A well-established rule of thumb in deep learning literature (often attributed to the Chinchilla scaling papers or OpenAI's scaling laws) is that the total training cost is approximately: $$\text{Total FLOPs} \approx 6 \times N \times D$$
Where does the $6$ come from?
- Forward Pass: For every parameter, we perform roughly $2$ operations (one multiplication and one addition) per token. Thus, the forward pass is $\approx 2ND$.
- Backward Pass: The backward pass is computationally more expensive than the forward pass. It involves calculating gradients with respect to the activations (to pass error back) and gradients with respect to the weights (to update the model). This is mathematically estimated to be roughly twice the cost of the forward pass.
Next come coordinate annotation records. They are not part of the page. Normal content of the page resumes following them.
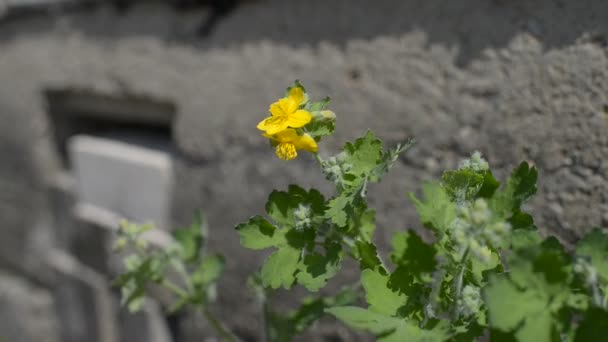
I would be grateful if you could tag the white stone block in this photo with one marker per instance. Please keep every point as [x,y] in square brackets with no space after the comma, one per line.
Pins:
[132,178]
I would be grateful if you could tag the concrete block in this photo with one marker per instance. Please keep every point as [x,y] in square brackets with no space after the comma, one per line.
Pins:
[148,325]
[27,312]
[133,178]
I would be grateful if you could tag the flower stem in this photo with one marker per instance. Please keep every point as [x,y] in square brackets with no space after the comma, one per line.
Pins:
[169,285]
[460,280]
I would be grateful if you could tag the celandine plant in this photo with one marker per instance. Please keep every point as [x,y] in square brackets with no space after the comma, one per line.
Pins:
[488,274]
Thus, the backward pass is $\approx 4ND$.
- Total: $2ND \text{ (forward)} + 4ND \text{ (backward)} = 6ND$.
3. The Calculation
Now, we plug in the values:
- $N = 1.75 \times 10^{11}$
- $D = 3 \times 10^{11}$
$$\text{Total FLOPs} \approx 6 \times (1.75 \times 10^{11}) \times (3 \times 10^{11})$$
Step-by-step arithmetic:
- Multiply the coefficients: $6 \times 1.75 \times 3$
- $6 \times 1.75 = 10.5$
- $10.5 \times 3 = 31.5$
- Multiply the powers of ten: $10^{11} \times 10^{11} = 10^{22}$
Result: $$\text{Total FLOPs} \approx 31.5 \times 10^{22}$$ Or, in standard scientific notation: $$\mathbf{3.15 \times 10^{23} \text{ FLOPs}}$$
4. Contextualizing the Result
To put $3.15 \times 10^{23}$ FLOPs into perspective:
- If you used an NVIDIA A100 GPU (which provides roughly $312 \times 10^{12}$ FLOPS at peak BF16/FP16 performance), it would take approximately: $$\frac{3.15 \times 10^{23}}{3.12 \times 10^{14}} \approx 10^9 \text{ seconds}$$
- $10^9$ seconds is roughly 31.7 years of computation for a single GPU.
- Since GPT-3 was trained in a matter of weeks/months, this confirms that thousands of GPUs were working in parallel.
Final Estimate
The estimated training cost for GPT-3 is approximately $3 \times 10^{23}$ FLOPs.